Have recently done some Luhmannesque investigation of popular music, both on this blog, and elsewhere. What happens when we start to look at the "interpenetration" of social and psychic systems, in the form of the critic, the listmaker, "the greatest albums of all time"? What purposes do the drawing of such distinctions serve? I'm gathering material on these topics, and hope to put some of it up here soon (unfortunately my time has become more restricted, with the year drawing to a close, mounting commitments etc).
In the meantime, I've just come across another approach, which I suspect is closer to a Bourdieu type taxonomy of "taste", while still making some concession to the "disinterestedness" of aesthetics. I'm trying to repress visions of High Fidelity though.....
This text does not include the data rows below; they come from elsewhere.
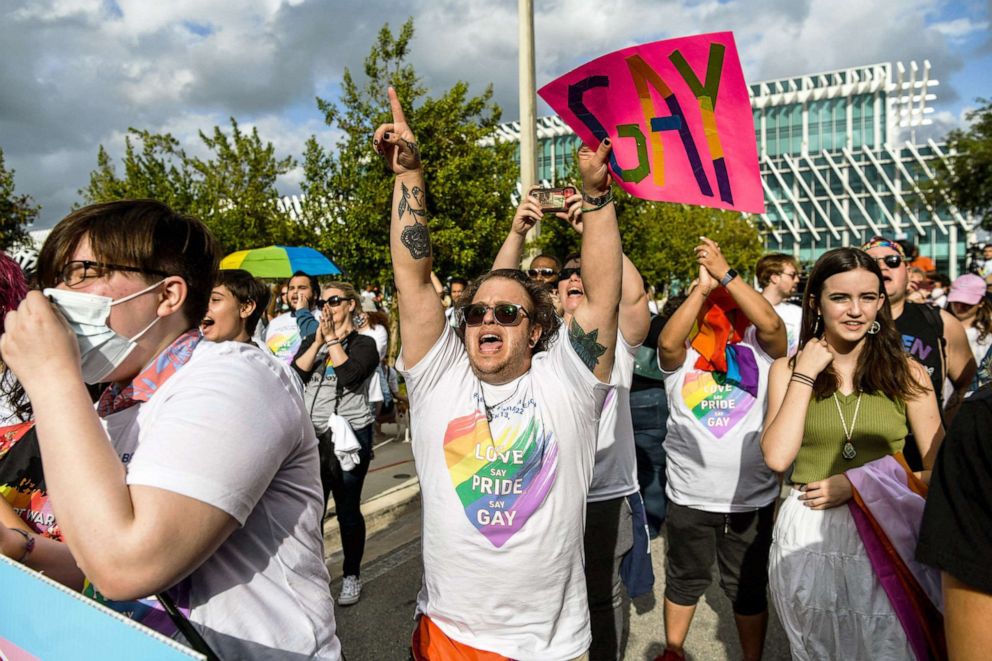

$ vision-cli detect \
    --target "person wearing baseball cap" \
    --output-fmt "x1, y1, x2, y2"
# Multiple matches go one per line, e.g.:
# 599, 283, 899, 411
947, 273, 992, 390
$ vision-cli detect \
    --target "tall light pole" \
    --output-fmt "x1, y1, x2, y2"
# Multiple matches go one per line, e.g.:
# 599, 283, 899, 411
517, 0, 541, 238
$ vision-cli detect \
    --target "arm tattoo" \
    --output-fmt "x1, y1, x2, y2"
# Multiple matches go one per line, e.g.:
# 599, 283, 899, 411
400, 223, 431, 259
568, 317, 606, 371
396, 182, 427, 220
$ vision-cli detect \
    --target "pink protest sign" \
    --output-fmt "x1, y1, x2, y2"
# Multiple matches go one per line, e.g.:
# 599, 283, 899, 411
539, 32, 765, 213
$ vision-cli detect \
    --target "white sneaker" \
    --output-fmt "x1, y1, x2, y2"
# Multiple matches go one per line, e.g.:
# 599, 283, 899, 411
338, 576, 362, 606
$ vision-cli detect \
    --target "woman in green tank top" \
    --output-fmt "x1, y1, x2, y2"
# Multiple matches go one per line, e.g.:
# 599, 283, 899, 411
761, 248, 943, 659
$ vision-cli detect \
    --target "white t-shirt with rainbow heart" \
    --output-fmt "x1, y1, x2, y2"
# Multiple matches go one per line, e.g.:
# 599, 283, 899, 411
662, 326, 778, 513
397, 324, 610, 661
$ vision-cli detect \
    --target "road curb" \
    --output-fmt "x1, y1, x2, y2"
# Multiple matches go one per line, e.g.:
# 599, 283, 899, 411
324, 477, 420, 561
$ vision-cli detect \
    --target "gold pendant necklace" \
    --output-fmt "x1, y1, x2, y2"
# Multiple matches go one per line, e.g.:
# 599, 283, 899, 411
834, 392, 864, 461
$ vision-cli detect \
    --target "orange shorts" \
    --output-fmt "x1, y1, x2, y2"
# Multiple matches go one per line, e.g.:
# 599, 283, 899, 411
411, 615, 512, 661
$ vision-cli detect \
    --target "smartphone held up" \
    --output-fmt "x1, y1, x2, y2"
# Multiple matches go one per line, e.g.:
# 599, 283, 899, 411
530, 186, 576, 213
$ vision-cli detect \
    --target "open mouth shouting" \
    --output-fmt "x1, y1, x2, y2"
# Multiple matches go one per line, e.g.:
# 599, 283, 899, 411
479, 333, 503, 355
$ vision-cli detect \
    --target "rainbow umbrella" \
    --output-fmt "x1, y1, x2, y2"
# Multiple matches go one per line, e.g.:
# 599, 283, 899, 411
220, 246, 341, 278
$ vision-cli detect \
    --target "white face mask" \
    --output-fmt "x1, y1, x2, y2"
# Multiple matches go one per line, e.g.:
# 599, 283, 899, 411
44, 280, 165, 384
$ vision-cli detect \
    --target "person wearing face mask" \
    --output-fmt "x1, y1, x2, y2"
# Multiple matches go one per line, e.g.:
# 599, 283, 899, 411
293, 282, 379, 606
0, 200, 340, 659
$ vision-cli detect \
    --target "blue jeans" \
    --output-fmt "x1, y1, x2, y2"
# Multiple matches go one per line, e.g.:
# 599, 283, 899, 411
630, 388, 668, 538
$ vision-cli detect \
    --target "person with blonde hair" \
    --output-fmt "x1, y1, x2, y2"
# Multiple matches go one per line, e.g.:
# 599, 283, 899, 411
293, 282, 379, 606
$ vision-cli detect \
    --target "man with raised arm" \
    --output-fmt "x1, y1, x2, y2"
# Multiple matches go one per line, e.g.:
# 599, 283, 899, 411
493, 189, 654, 661
374, 90, 621, 661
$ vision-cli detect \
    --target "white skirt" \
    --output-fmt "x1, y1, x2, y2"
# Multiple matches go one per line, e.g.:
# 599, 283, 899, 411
768, 489, 915, 661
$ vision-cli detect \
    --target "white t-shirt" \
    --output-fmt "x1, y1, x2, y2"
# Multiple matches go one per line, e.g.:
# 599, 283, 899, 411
397, 324, 610, 661
774, 301, 803, 357
663, 326, 778, 513
586, 333, 640, 503
358, 325, 389, 404
964, 326, 992, 365
97, 342, 341, 660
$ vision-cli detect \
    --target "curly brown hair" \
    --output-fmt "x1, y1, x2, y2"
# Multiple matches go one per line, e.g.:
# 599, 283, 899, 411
456, 269, 561, 353
789, 248, 925, 402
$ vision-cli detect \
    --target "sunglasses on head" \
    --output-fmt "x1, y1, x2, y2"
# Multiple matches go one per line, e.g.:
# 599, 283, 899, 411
317, 296, 348, 308
875, 255, 903, 269
462, 303, 530, 326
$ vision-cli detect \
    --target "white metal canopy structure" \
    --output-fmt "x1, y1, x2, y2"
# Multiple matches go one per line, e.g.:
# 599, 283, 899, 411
494, 60, 975, 277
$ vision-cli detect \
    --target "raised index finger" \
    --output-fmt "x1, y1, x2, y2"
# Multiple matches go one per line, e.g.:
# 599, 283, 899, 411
388, 87, 406, 124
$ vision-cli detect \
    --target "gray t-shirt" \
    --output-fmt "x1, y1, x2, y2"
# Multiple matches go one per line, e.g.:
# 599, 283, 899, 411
301, 333, 379, 434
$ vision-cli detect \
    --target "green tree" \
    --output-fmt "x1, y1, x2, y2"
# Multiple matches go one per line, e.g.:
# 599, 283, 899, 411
80, 118, 313, 253
302, 19, 517, 283
535, 163, 764, 289
0, 149, 41, 250
923, 98, 992, 229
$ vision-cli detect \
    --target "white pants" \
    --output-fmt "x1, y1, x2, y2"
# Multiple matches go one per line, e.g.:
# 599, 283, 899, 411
768, 489, 915, 661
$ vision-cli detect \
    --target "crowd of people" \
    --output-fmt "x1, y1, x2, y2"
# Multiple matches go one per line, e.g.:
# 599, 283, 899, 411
0, 89, 992, 661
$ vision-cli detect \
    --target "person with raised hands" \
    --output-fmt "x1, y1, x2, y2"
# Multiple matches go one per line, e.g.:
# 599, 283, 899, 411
761, 248, 943, 659
374, 89, 621, 661
658, 237, 788, 661
0, 200, 341, 659
493, 189, 654, 660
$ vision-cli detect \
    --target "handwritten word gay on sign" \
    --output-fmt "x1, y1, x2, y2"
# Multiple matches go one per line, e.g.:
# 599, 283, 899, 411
539, 32, 765, 213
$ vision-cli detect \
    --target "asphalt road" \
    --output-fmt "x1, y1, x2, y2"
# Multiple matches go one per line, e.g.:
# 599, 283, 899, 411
328, 500, 789, 661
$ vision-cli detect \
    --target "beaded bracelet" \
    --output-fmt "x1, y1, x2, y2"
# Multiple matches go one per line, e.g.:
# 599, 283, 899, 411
582, 186, 613, 213
8, 528, 34, 563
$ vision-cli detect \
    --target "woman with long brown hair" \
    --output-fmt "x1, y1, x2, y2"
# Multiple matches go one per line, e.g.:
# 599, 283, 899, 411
761, 248, 943, 659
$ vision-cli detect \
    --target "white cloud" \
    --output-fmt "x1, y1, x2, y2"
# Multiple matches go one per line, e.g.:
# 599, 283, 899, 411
0, 0, 988, 224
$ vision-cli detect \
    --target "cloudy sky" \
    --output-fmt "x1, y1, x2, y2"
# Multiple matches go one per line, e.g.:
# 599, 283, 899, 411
0, 0, 992, 228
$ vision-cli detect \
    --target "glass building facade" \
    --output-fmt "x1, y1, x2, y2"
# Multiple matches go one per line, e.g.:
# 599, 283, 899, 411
497, 62, 976, 277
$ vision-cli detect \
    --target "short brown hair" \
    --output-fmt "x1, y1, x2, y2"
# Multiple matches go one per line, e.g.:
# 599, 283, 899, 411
754, 252, 799, 289
38, 200, 220, 327
455, 269, 561, 354
214, 269, 269, 335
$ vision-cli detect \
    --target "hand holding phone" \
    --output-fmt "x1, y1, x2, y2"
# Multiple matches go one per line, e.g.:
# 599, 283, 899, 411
530, 186, 576, 214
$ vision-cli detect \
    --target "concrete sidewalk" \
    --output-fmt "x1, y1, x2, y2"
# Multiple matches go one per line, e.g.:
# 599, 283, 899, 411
324, 423, 420, 560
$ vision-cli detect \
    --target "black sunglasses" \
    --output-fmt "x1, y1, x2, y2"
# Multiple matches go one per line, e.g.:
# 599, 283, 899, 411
462, 303, 530, 326
875, 255, 905, 269
317, 296, 348, 308
59, 259, 169, 287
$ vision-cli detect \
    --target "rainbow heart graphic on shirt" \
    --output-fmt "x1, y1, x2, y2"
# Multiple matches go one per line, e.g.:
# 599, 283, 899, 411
444, 411, 558, 548
682, 370, 755, 438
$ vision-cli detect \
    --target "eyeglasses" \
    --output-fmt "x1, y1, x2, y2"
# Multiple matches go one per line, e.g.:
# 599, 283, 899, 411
462, 303, 530, 326
875, 255, 904, 269
59, 259, 169, 287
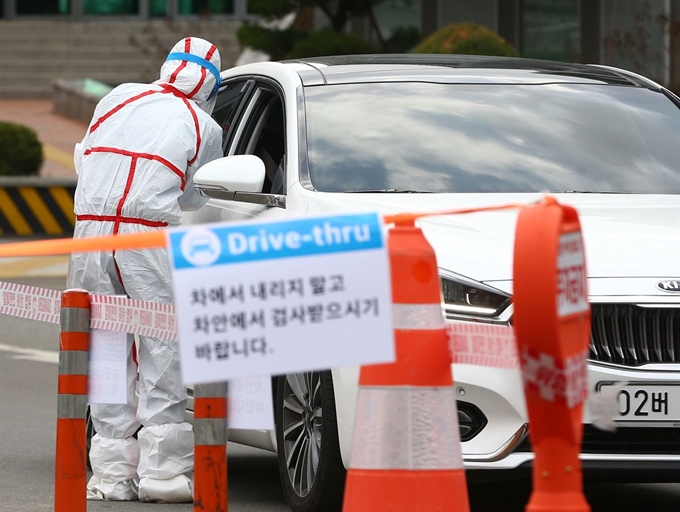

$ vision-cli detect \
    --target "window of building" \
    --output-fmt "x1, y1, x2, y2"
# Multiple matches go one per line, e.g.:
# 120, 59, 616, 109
178, 0, 234, 16
149, 0, 168, 18
83, 0, 139, 15
16, 0, 71, 17
521, 0, 580, 62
Nevermind The Beatles, here's Exile 61 and Nico: ‘The top 100 records of all time’ – a canon of pop and rock albums from a sociological and an aesthetic perspective
"Popular Music" (2006), 25: 21-39 Cambridge University Press Copyright © 2006 Cambridge University Press-->
Copyright © 2006 Cambridge University Press
Published online by Cambridge University Press 17Feb2006

For this article the authors analysed thirty-eight lists of ‘The 100 greatest albums of all time’ type. As the findings demonstrate, a canon of popular music has evolved which shows strong tendencies towards stability in featuring albums from the late 1960s (especially those by The Beatles), while only a few albums from the 1990s have gained ‘classic’ status. The canon's contents and exclusions are explained by the social dispositions of the participants, predominantly white males aged twenty to forty. Influenced by efforts of the cultural industries, these actors also evaluate certain albums for the purposes of distinguishing themselves from the ‘mainstream’. Furthermore, aesthetic and artistic criteria underlying the esteem of the ‘masterworks’ are identified by analysing reviews. The authors suggest that future research on canonisation should interlock sociological and aesthetic perspectives. Findings from such an approach might initiate reflection among music fans about their own exclusions, and result in an opening up of the meaning and significance of the canon.